A empresa de inteligência artificial xAI de Elon Musk entrou com um processo contra um homem da Carolina do Sul acusado de usar seu chatbot Grok para gerar material de abuso sexual infantil e deepfakes sexualmente explícitos. A queixa civil tem como alvo Terry Wayne Harwood, que já havia sido preso por acusações criminais estaduais relacionadas a material de abuso sexual infantil. a xAI afirma que o processo tem como objetivo responsabilizar os usuários por abusarem de suas ferramentas de IA para criar conteúdo ilegal.

 

 

De acordo com o processo, Harwood teria usado Grok para criar ou alterar imagens que retratassem abuso sexual infantil e conteúdo explícito não consensual envolvendo adultos e menores. A xAI afirma que intencionalmente contornou as medidas de segurança do chatbot e violou os termos de serviço da plataforma, expondo a empresa a danos legais e reputacionais. A empresa está buscando indenização monetária, reembolso de custos legais e uma liminar permanente que impeça Harwood de usar o Grok ou outros serviços xAI no futuro.

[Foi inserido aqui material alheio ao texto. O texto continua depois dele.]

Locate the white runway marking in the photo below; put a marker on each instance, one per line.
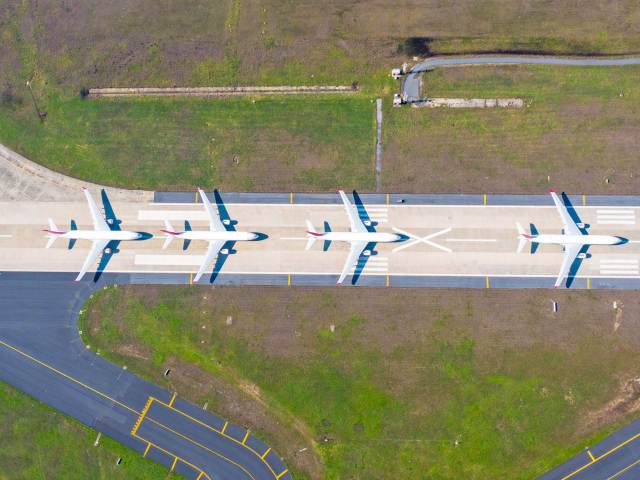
(484, 240)
(426, 240)
(167, 260)
(619, 266)
(159, 215)
(615, 216)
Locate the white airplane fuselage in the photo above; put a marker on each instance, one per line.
(576, 239)
(97, 235)
(369, 237)
(229, 236)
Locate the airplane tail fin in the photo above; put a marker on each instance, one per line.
(168, 233)
(522, 241)
(312, 234)
(51, 233)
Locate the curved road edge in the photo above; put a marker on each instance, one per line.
(43, 355)
(411, 82)
(23, 179)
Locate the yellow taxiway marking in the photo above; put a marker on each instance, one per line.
(220, 432)
(597, 459)
(151, 444)
(143, 414)
(62, 374)
(629, 467)
(149, 401)
(197, 444)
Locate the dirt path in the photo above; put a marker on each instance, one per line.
(22, 179)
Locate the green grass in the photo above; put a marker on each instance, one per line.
(580, 126)
(449, 403)
(281, 143)
(38, 442)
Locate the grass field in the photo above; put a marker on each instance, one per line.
(38, 442)
(581, 127)
(578, 129)
(280, 144)
(410, 383)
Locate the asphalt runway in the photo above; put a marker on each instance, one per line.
(471, 243)
(411, 82)
(616, 457)
(42, 354)
(468, 243)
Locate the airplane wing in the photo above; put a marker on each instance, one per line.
(215, 225)
(354, 255)
(98, 219)
(97, 247)
(212, 251)
(570, 226)
(570, 254)
(352, 213)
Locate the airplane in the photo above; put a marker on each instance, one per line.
(106, 235)
(221, 235)
(574, 239)
(362, 238)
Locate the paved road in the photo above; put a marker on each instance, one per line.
(616, 457)
(42, 354)
(411, 82)
(468, 243)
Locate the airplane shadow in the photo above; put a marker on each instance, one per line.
(226, 220)
(575, 266)
(114, 224)
(362, 261)
(220, 260)
(230, 226)
(362, 212)
(572, 212)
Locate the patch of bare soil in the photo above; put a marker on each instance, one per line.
(626, 402)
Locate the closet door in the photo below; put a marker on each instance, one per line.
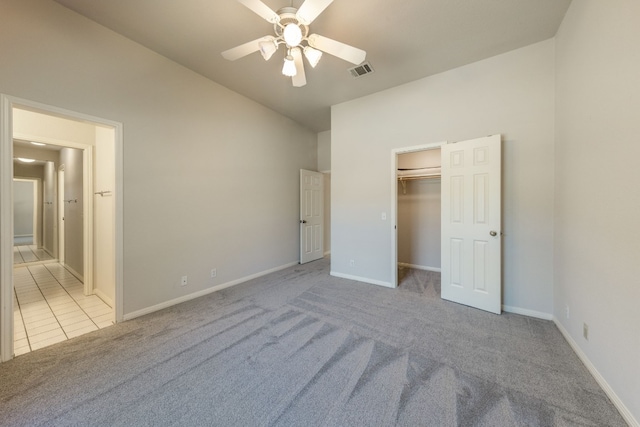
(311, 216)
(471, 236)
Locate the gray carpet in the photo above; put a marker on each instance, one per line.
(302, 348)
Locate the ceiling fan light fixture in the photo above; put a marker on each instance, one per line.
(312, 55)
(268, 48)
(292, 35)
(289, 67)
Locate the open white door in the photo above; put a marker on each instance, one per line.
(471, 236)
(104, 253)
(311, 216)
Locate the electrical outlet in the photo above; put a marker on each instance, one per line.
(585, 331)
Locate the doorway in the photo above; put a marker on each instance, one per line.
(13, 119)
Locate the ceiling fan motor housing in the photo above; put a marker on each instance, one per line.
(288, 16)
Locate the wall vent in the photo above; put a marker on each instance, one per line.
(361, 70)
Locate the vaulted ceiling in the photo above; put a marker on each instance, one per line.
(404, 40)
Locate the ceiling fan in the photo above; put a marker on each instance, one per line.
(291, 28)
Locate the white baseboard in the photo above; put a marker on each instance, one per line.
(527, 312)
(362, 279)
(419, 267)
(621, 407)
(104, 297)
(184, 298)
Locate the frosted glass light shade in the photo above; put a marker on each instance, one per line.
(289, 67)
(292, 35)
(312, 55)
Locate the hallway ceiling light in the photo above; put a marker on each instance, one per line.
(291, 28)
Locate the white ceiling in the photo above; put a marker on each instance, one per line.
(404, 40)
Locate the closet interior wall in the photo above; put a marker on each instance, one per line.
(419, 213)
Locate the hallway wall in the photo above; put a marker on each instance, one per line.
(195, 172)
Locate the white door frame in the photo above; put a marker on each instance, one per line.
(34, 217)
(394, 201)
(7, 103)
(313, 221)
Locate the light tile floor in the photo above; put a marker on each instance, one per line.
(29, 253)
(50, 306)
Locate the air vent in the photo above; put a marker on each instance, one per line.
(361, 70)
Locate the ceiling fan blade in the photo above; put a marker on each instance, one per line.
(261, 9)
(244, 49)
(300, 79)
(310, 10)
(343, 51)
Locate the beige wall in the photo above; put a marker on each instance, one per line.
(511, 94)
(202, 189)
(596, 189)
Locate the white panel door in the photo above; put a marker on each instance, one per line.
(311, 215)
(471, 235)
(104, 282)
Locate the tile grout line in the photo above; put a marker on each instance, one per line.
(24, 326)
(74, 300)
(46, 300)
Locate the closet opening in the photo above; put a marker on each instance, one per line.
(416, 209)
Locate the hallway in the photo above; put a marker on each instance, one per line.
(50, 306)
(29, 253)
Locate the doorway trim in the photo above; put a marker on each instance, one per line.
(7, 103)
(394, 200)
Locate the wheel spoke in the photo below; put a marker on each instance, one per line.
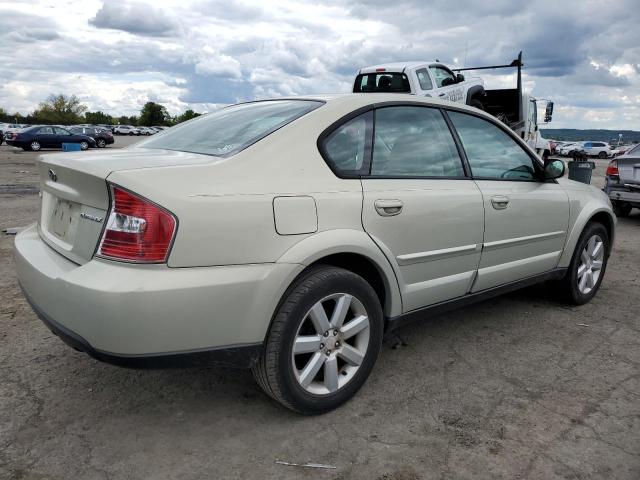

O registro marca um dos primeiros casos conhecidos em que um desenvolvedor de IA processou um de seus próprios usuários por suposta criação de conteúdo ilegal. Em vez de focar exclusivamente em ações policiais, a xAI argumenta que litígios civis podem ajudar a dissuadir o uso indevido de sistemas de IA generativa, ao mesmo tempo em que reforçam as políticas de uso aceitável da empresa.

Harwood foi preso em fevereiro após investigadores supostamente descobrirem material de abuso sexual infantil em seus dispositivos eletrônicos. Segundo a xAI, algumas das imagens envolvidas na investigação criminal foram criadas ou modificadas usando as capacidades de geração de imagens do Grok. O caso criminal permanece separado do processo civil da empresa.

O processo ocorre após meses de escrutínio sobre os recursos de geração de imagens da Grok. No início deste ano, a xAI enfrentou críticas e múltiplos desafios legais após usuários demonstrarem que o chatbot podia gerar deepfakes sexuais não consensuais, incluindo imagens manipuladas envolvendo menores. Desde então, a empresa introduziu salvaguardas adicionais e afirma que remove ativamente contas abusivas e denuncia atividades ilegais ao Centro Nacional para Crianças Desaparecidas e Exploradas. Segundo a xAI, suspendeu mais de 52.000 contas e enviou mais de 73.000 denúncias à organização durante 2026, contribuindo para pelo menos 244 prisões.